Saturday, September 12, 2015

What can we do for the OBKMS to happen?

This is my first blog post here, so it merits to define what actually The Open Biodiversity Knowledge Management System (OBKMS) is, or at least how I view it. The OBKMS was defined as part of the EU-funded project pro-iBiosphere. In a nutshell, its implementation would allow biodiversity and biodiversity-related data to freely flow from acquisition to analysis and storage to publishing and back.

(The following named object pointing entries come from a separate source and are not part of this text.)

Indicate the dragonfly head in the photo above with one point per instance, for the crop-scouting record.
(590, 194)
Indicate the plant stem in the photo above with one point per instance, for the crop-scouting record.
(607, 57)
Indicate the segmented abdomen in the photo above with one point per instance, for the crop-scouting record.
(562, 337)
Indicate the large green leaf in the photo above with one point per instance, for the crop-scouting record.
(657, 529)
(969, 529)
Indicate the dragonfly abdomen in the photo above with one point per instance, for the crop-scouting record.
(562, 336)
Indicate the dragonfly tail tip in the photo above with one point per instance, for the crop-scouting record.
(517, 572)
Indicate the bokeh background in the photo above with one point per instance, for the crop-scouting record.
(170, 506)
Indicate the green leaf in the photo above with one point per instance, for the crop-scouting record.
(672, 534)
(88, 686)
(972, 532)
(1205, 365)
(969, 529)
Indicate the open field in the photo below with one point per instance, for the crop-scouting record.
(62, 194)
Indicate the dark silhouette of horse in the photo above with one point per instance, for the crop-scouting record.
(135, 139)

One of its early critics, and I mean this in a positive way, since only through critique can a concept be improved---it is the very essense of the scientific method---is a person, whose blog I will look up to for inspiration and as a model in writing mine, namely none other than Prof. Rod Page. In a personal correspondence with me, Prof. Page organized his concerns into the following major categories:

  1. The system itself needs to be well-defined: what it is, what it is trying to achieve, etc.
  2. Linked data and semantic web are still in a very early phase of their development and represent hopes rather than address real challenges.
  3. Network effects need to be leveraged. In his language, a "network effect" is an effect "where both users and providers get tangible benefits."
In my current grasp of OBKMS, I completely agree with Prof. Page on (1) and (3) and disagree on (2). I do understand the dislike in the scientific community for linked data---scientists are used to storing data in a much different way than triples---but I also believe in linked data at the moment. I also believe that in the future there will be ways to easily transform tabular data into triple-store and back. For an idea, you could check an article by Allocca and Gougousis (2015), whose academic editor was the humble writer of this blog, which gives an idea of how to reverse RML.

This is my first post for now. Next week I will be at the BIG4 kick-off meeting in Copenhagen, where I will present some interesting workflows that I've been helping develop for the Biodiversity Data Journal.

1 comment:

  1. Hi Viktor,

    Nice bog, looking forward to reading more. Regarding (2), it's not so much that linked data and the semantic web are still in the early stages (they've actually been around for a while), it's just that nobody seems to have clearly articulated what problems they solve, what the drivers are for adopting those technologies, and how they are going to be implemented in practice. Instead, it's become a slogan that people invoke like magic pixie dust.

    By way of contrast, it's interesting to look at how structured data in web sites has taken off (which could be viewed as semantic web-lite, at a stretch).

    1. There's a clear driver, in that search in a mobile world needs to be about things, not web pages about things. So Google, Facebook, etc. want to be able to provide answers to searches that are entities. If I'm looking for a place to eat, I don't want a web page about places to eat, I want a list restaurants, directions, and reviews.

    2. Google uses two approaches to building its knowledge graph of entities (things), sophisticated text mining/machine learning, and structured markup.

    3. Given the importance of Google search to web masters, there is a very clear driver for web sites to provide structured markup for Google, so that they will be discovered and correctly interpreted. Markup = discoverability, no markup = drop in ranking.

    4. Google provides simple markup ( designed to to capture core entities and their relationships, and encourages use of consistent identifiers.

    I've yet to see anyone in biodiversity informatics articulate a comparable vision for our field, and until we do I think we are essentially whistling in the wind.